Jack Wheeler
- Wheeler cropped from 1930 Michigan team photo

No. 64 – Michigan Wolverines
- Positions: Halfback, fullback, quarterback

Personal information
- Born: October 31, 1908 Bay City, Michigan, U.S.
- Died: February 26, 1990 (aged 81) Midland, Michigan, U.S.
- Listed height: 5 ft 8 in (1.73 m)
- Listed weight: 155 lb (70 kg)

Career information
- High school: Bay City Central High School
- College: Michigan (1928–1930)

Awards and highlights
- Second-team All-Big Ten (1930); MVP, 1930 Michigan Wolverines football team;

= Jack Wheeler (American football) =

American football player (1908–1990)

Clare Jack Wheeler (October 31, 1908 – February 26, 1990) was an American football player.

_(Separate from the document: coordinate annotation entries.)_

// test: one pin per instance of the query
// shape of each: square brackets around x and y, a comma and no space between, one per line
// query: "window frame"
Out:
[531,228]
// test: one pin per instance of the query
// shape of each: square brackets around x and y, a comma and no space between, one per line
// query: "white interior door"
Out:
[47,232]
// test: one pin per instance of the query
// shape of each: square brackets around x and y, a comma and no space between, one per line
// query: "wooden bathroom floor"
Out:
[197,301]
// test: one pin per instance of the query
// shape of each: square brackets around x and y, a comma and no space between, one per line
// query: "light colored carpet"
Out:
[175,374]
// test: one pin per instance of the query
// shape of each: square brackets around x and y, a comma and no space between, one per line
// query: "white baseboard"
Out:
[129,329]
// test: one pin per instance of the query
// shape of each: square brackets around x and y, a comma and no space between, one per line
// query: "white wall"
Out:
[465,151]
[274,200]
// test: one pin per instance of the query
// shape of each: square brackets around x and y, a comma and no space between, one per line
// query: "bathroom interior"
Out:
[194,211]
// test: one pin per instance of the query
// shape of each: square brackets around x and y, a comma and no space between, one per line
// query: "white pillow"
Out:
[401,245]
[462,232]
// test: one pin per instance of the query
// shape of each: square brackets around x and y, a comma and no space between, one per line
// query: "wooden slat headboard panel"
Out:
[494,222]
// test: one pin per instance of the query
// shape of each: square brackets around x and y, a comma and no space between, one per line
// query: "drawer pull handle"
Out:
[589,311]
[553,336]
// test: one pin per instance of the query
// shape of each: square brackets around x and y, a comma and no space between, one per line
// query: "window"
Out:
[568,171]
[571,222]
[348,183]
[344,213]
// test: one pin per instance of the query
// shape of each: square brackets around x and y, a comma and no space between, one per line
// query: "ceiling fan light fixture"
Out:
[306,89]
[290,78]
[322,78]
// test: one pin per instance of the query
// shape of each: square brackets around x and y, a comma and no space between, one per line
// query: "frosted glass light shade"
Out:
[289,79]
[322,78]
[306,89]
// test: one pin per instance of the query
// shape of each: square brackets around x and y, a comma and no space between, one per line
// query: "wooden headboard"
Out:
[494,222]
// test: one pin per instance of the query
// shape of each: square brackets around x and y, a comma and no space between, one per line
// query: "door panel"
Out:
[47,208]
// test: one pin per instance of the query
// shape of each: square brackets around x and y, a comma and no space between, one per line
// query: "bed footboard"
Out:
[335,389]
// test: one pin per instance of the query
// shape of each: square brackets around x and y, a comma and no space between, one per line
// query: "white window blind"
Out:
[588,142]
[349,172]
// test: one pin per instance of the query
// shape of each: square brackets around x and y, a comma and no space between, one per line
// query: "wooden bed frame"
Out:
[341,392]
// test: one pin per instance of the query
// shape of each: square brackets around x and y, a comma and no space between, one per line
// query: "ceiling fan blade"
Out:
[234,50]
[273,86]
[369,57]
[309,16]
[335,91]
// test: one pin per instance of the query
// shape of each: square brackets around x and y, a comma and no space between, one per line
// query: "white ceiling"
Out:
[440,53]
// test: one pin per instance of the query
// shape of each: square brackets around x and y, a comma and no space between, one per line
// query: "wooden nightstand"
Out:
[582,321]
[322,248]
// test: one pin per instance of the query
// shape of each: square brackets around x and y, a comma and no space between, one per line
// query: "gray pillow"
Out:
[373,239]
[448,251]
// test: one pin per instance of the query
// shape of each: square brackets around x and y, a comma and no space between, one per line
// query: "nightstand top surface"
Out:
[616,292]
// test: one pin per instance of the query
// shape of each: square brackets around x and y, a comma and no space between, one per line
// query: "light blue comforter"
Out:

He played in the backfield for the University of Michigan from 1928 to 1930 and was the Most Valuable Player on the 1930 Michigan Wolverines football team.

==Early life==
A native of Bay City, Michigan, Wheeler began to attain athletic prominence playing halfback and quarterback for the football team at Bay City Central High School from 1924 to 1926.

==College career==
After graduating from high school, he enrolled at the University of Michigan and played on the freshman football team in 1927. As a sophomore in 1928, Wheeler started three games at the halfback position for Michigan's varsity football team. As a junior in 1929, he started two games at the fullback position.

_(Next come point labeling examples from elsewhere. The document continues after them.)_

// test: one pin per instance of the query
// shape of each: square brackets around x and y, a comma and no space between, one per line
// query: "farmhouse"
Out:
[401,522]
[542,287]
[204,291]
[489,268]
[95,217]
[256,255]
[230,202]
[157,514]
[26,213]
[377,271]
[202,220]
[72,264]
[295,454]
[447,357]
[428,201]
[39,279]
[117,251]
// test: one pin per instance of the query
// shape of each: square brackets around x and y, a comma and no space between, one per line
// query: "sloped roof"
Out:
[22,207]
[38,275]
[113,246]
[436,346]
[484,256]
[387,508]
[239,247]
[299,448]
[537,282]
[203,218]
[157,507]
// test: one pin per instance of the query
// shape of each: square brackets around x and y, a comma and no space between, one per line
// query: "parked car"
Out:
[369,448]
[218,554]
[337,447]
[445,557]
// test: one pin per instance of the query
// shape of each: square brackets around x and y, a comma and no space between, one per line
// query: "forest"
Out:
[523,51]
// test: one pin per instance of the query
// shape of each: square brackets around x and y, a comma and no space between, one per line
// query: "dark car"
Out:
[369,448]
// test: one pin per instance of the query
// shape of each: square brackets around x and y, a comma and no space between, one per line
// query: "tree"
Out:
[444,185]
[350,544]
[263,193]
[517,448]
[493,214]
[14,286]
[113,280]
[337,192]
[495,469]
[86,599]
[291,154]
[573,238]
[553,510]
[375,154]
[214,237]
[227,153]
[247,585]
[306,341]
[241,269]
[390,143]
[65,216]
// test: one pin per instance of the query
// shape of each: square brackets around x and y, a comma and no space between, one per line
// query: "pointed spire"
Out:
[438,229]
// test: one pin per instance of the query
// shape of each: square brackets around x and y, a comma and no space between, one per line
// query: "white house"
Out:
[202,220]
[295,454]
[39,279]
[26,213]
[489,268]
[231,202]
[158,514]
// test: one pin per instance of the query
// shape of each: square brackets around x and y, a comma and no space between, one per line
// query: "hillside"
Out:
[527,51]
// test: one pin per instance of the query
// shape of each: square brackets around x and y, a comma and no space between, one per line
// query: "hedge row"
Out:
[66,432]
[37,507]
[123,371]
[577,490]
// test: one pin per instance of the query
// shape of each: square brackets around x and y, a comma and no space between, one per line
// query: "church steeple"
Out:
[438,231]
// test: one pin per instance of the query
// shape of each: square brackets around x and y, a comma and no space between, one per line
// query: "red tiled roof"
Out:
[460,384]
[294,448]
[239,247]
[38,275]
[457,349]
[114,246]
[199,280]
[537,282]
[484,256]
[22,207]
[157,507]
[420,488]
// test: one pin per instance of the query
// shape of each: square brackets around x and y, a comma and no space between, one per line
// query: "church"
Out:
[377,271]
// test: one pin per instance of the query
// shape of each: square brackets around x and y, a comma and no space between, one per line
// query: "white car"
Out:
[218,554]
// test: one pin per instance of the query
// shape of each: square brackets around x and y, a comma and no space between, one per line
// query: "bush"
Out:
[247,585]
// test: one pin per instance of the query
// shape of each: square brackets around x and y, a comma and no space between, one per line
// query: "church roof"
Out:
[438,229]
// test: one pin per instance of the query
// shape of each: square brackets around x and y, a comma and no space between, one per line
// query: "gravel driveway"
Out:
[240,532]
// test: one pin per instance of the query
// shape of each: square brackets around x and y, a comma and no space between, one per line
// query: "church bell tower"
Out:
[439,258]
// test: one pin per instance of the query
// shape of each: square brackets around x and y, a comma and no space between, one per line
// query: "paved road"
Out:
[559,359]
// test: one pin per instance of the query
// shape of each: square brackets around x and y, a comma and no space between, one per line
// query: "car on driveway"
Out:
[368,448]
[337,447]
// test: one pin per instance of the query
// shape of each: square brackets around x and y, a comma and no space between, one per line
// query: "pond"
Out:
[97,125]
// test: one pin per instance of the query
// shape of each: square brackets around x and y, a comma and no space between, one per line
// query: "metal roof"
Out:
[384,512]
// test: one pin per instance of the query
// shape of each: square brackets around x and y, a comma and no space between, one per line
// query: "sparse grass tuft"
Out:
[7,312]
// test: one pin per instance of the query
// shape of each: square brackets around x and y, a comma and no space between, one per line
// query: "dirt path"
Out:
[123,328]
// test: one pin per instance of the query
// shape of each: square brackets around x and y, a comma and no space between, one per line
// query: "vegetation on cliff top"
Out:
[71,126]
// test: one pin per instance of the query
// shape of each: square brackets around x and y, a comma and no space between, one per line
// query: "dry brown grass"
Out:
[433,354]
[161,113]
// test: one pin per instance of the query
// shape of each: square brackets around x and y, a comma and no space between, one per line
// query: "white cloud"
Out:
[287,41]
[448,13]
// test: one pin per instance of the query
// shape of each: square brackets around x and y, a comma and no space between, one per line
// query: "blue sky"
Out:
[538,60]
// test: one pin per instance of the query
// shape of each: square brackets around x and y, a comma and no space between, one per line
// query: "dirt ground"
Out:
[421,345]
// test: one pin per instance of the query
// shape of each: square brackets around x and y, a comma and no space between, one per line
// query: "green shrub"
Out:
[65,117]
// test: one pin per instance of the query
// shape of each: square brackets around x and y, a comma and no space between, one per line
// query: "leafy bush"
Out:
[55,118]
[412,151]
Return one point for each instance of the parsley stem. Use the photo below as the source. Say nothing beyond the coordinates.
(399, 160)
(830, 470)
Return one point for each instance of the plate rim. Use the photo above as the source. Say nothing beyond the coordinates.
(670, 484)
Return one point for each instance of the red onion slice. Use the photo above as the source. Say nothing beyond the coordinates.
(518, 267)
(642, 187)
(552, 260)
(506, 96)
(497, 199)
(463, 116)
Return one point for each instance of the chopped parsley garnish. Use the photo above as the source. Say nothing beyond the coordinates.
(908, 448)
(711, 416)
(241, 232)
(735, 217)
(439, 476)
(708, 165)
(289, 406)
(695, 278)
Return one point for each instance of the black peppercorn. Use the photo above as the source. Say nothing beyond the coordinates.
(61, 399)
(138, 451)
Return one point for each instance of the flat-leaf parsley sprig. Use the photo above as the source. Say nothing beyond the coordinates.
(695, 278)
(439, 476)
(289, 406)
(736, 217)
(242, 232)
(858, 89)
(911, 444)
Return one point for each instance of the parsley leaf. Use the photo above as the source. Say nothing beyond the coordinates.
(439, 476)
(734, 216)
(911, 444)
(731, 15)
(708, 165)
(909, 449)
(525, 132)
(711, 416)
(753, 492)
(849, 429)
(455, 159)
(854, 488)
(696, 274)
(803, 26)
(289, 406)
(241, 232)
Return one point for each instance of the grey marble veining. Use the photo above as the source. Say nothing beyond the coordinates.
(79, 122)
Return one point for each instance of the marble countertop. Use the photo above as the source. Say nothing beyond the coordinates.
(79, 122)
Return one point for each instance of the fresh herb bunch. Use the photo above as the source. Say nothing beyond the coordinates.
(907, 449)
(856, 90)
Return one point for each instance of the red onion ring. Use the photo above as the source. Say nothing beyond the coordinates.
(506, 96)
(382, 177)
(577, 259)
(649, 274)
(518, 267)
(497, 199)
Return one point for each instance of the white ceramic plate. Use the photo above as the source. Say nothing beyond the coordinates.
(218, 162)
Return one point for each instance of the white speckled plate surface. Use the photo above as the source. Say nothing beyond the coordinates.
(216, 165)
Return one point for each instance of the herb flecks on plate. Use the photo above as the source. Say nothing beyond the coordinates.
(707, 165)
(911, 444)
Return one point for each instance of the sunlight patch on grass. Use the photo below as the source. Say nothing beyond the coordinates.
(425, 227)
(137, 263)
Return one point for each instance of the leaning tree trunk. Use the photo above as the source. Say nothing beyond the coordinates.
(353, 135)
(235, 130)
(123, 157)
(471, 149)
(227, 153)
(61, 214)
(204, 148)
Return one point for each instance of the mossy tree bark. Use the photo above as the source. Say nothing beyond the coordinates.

Wheeler had his best season as a senior in 1930. He demonstrated his versatility by playing all three backfield positions (quarterback, halfback and fullback) for the undefeated 1930 Michigan Wolverines football team that compiled a record of 8–0–1.

In the 1930 season opener, Wheeler was the Wolverines' starting quarterback and scored two touchdowns in a 33–0 victory over ].

His performance in the fourth game of the 1930 season helped secure his reputation. Michigan trailed Purdue 13–0 at the end of the first quarter. Wheeler and sophomore quarterback Harry Newman were sent into the game in the second quarter and led Michigan to a come-from-behind victory and a final score of 14–13. Wheeler did most of the ball carrying on the drive that resulted in Michigan's winning touchdown. Wheeler scored the winning touchdown with an eight-yard run on "the old 83 play." The following week, Wheeler was Michigan's leading rusher in a 13– win over Ohio State. He also caught a 20-yard touchdown pass from Harry Newman in a 15–7 win over Illinois. In the seventh week of the 1930 season, Wheeler scored the only touchdown in Michigan's 7–0 win over Minnesota in the annual competition for the Little Brown Jug. Wheeler scored the touchdown in the first quarter on a 45-yard punt return which a newspaper account of the game described as follows:"Wheeler's run will go down as one of Michigan's, classics. He got the ball after a low, twisting kick by [Biggie] Munn had traveled to the Minnesota 45-yard line. Wheeler gathered it in and charged. He hit two Minnesota tacklers and knifed his way between them. He staggered a yard or two from the impact and sidestepped another Gopher tackler. Morrison came across like a charging bull to take another from Wheeler's path. He waved away, and slid yards across the goal line on his dive for a touchdown."
Michigan head coach Harry Kipke praised Wheeler's performance during the 1930 season as follows:"He was our offensive spark, as well as our best ground gainer. He lacked confidence up to this year, it seems, but he had it when this season opened and he got better as the season progressed. He worked effectively with Simrall, Hudson and Newman in carrying out the running attack. He blocked well for them, and they for him."
Despite his slight build at 155 pounds, Wheeler scored 30 of the 111 points scored by Michigan in 1930 and was selected as a first-team All-Big Ten player by Claire Burcky of the Newspaper Editors Association. Burckey explained his selection of Wheeler as follows: "The reason Jack Wheeler, the Bay City boy, made my team is because he kept Michigan going when Harry Newman failed. Wheeler's punt handling, run-backs and interception of passes provided the brightest bits of ball lugging Michigan showed to the conference this season."

Wheeler was voted by his teammates on the 1930 Michigan team as the recipient of the Most Valuable Player award. He also finished second behind Wes Fesler in the voting for the Chicago Tribune Silver Football trophy awarded to the Most Valuable Player in the Big Ten Conference.

==Late life==
In February 1990, Wheeler died at age 81. He was a resident of Midland, Michigan at the time of his death.